Неужели ему никогда не избавиться от язвительного критиканства? Разве не он здесь главный? Разве этим невеждам не было сказано, что демократия несовместима с армией? А теперь к их постоянному тявканью присоединился и Тит Лабиен!
Помпей, сидя, выпрямился и выпятил грудь. Кожаная кираса его затрещала.
– Послушайте все вы, – сказал он с похвальной сдержанностью. – Тут командую я! И я буду и впредь поступать так, как сочту нужным. Пока мои разведчики мне не доложат, что и где сейчас делает Цезарь, я буду выжидать. Если ты прав, Лабиен, тогда нет проблем. Мы пойдем в Пицен и покончим с Цезарем. Но самое важное сейчас – уберечь Италию от разрухи. Я поклялся не вести боевых действий на ее территории, если нынешняя война примет размеры прошлой. Страна оправлялась после нее двадцать лет. Я ничего подобного больше не допущу! И буду ждать донесений. А потом приму решение, стоит ли пытаться сковать Цезаря здесь или отойти с армией на Восток. Прихватив с собой, разумеется, правительство Рима.
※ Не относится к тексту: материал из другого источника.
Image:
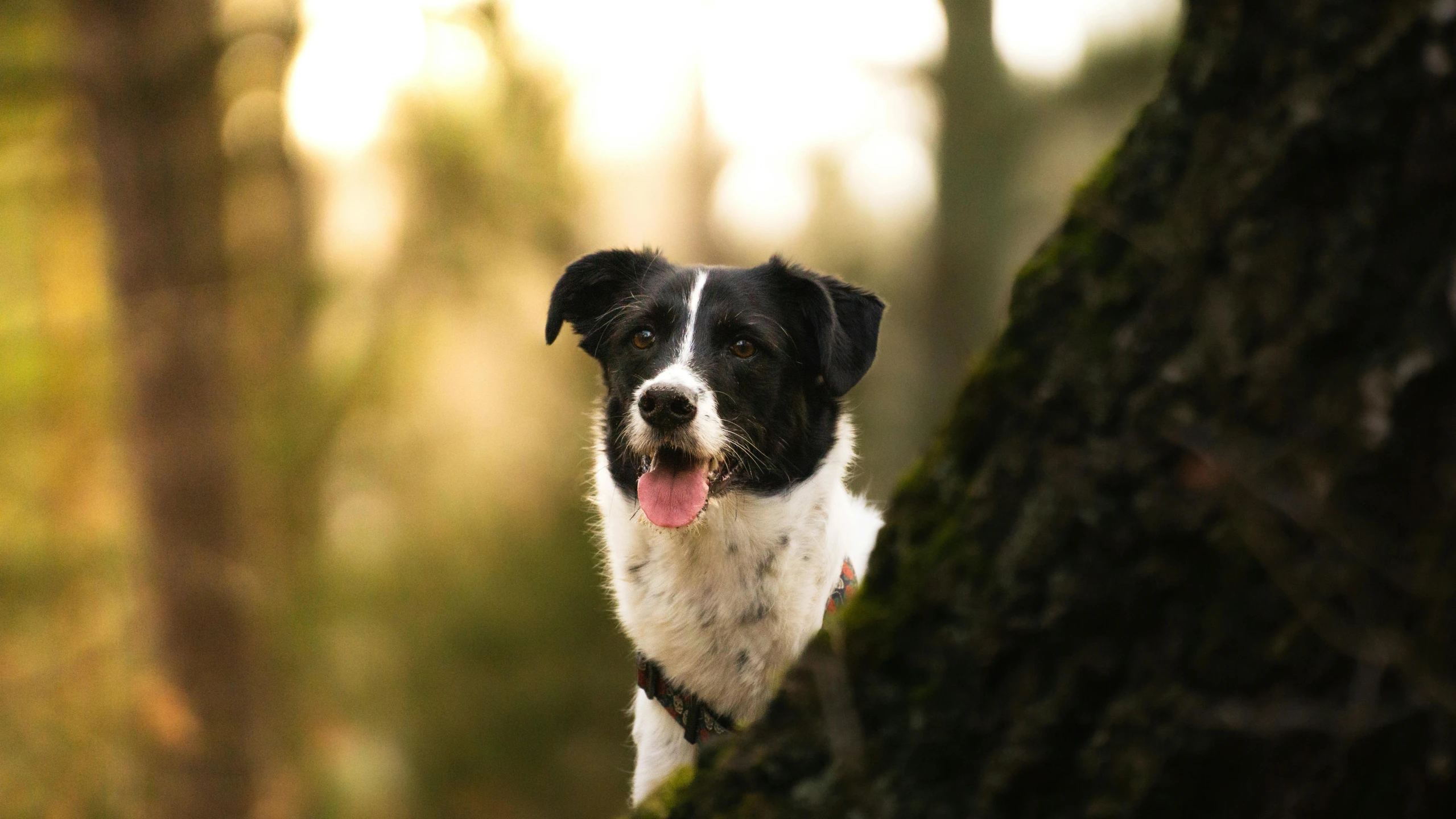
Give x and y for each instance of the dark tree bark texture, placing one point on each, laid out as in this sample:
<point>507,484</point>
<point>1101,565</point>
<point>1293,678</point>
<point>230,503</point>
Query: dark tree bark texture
<point>1187,546</point>
<point>146,69</point>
– Покинуть Италию? – взвизгнул Марк Марцелл.
– Да, как следовало сделать Карбону.
– Сулла разбил Карбона, – напомнил Катон.
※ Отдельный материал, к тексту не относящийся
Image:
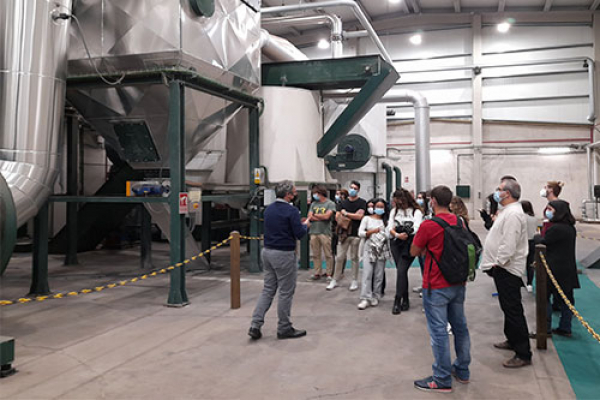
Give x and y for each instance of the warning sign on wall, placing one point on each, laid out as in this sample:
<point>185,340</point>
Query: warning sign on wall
<point>183,203</point>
– На италийской земле. В этом вся суть.
– Вся суть в том, – сказал Лабиен, – что ты сейчас мало чем отличаешься от Карбона. У тебя очень слабое войско, слишком сырое, чтобы иметь дело с армией ветеранов Галльской войны.
– У меня в Капуе шестой и пятнадцатый, – сказал Помпей. – Подумай, Лабиен, можно ли их назвать сырыми?
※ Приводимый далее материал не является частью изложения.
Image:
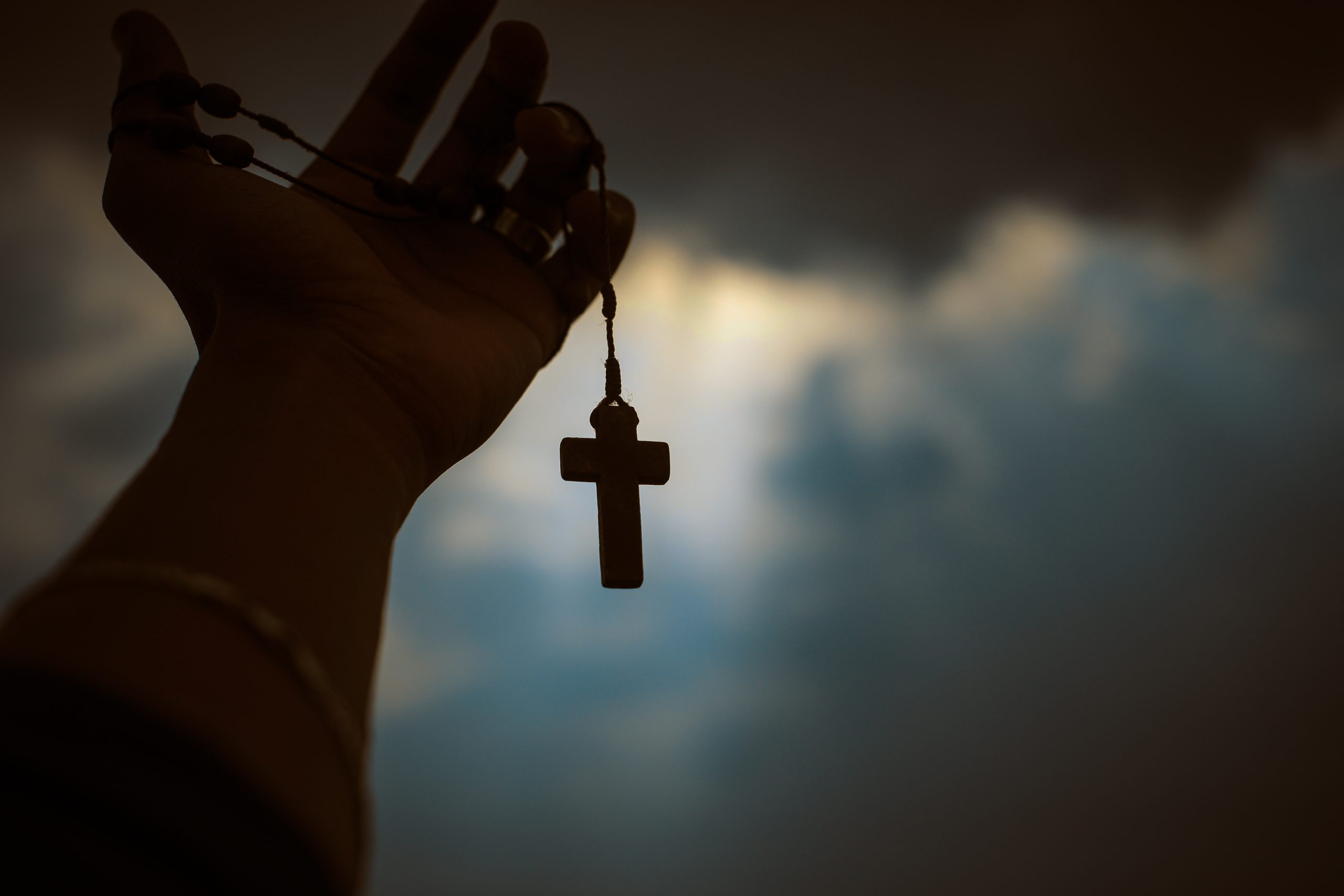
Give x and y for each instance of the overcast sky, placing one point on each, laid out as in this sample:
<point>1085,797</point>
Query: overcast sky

– Шестой и пятнадцатый служили у Цезаря.
– Но они очень им недовольны, – сказал Метелл Сципион. – Нам сообщил о том Аппий Клавдий.
«Они как дети, – удивленно подумал Лабиен. – Верят всем на слово, ничего не анализируют. Что случилось с Помпеем? Я служил с ним на Востоке, и он не был таким. Он кажется запуганным. Но кто его запугал? Цезарь или вот эта пестрая шайка?»
– Дорогой Сципион, – очень медленно и отчетливо произнес Лабиен. – Войска Цезаря просто не могут быть им недовольны! Мне наплевать, кто и что вам наговорил. Я с ним служил, я знаю. – Он повернулся к Помпею. – Магн, действуй не мешкая! Возьми пятнадцатый и шестой, возьми всех новобранцев. Ударь по Цезарю прямо сейчас! Если ты не решишься на это, к нему придет помощь. Я сказал, что в Италийской Галлии нет никаких легионов, но долго так продолжаться не может. Легаты Цезаря всецело ему преданы. И если надо, умрут за него.
– А как же ты, Лабиен? – спросил Гай Марцелл-старший.
Темная жирная кожа стала пурпурной. Лабиен помолчал, потом сказал с металлическим холодком:
– Что бы ты там ни думал, Марцелл, я предан лишь Риму. Цезарь действует как изменник. Я не хочу быть изменником. Ты сомневаешься в этом?
Куда все это могло завести, осталось неясным. Вошли двое – Луций Цезарь-младший и Луций Росций.
– Когда вы выехали от Цезаря? – нетерпеливо спросил Помпей.
– Четыре дня назад, – ответил Луций Цезарь-младший.
– За четыре дня, – сказал Лабиен, – любой офицер Цезаря может покрыть четыреста миль. А вы покрыли не более полутора сотен.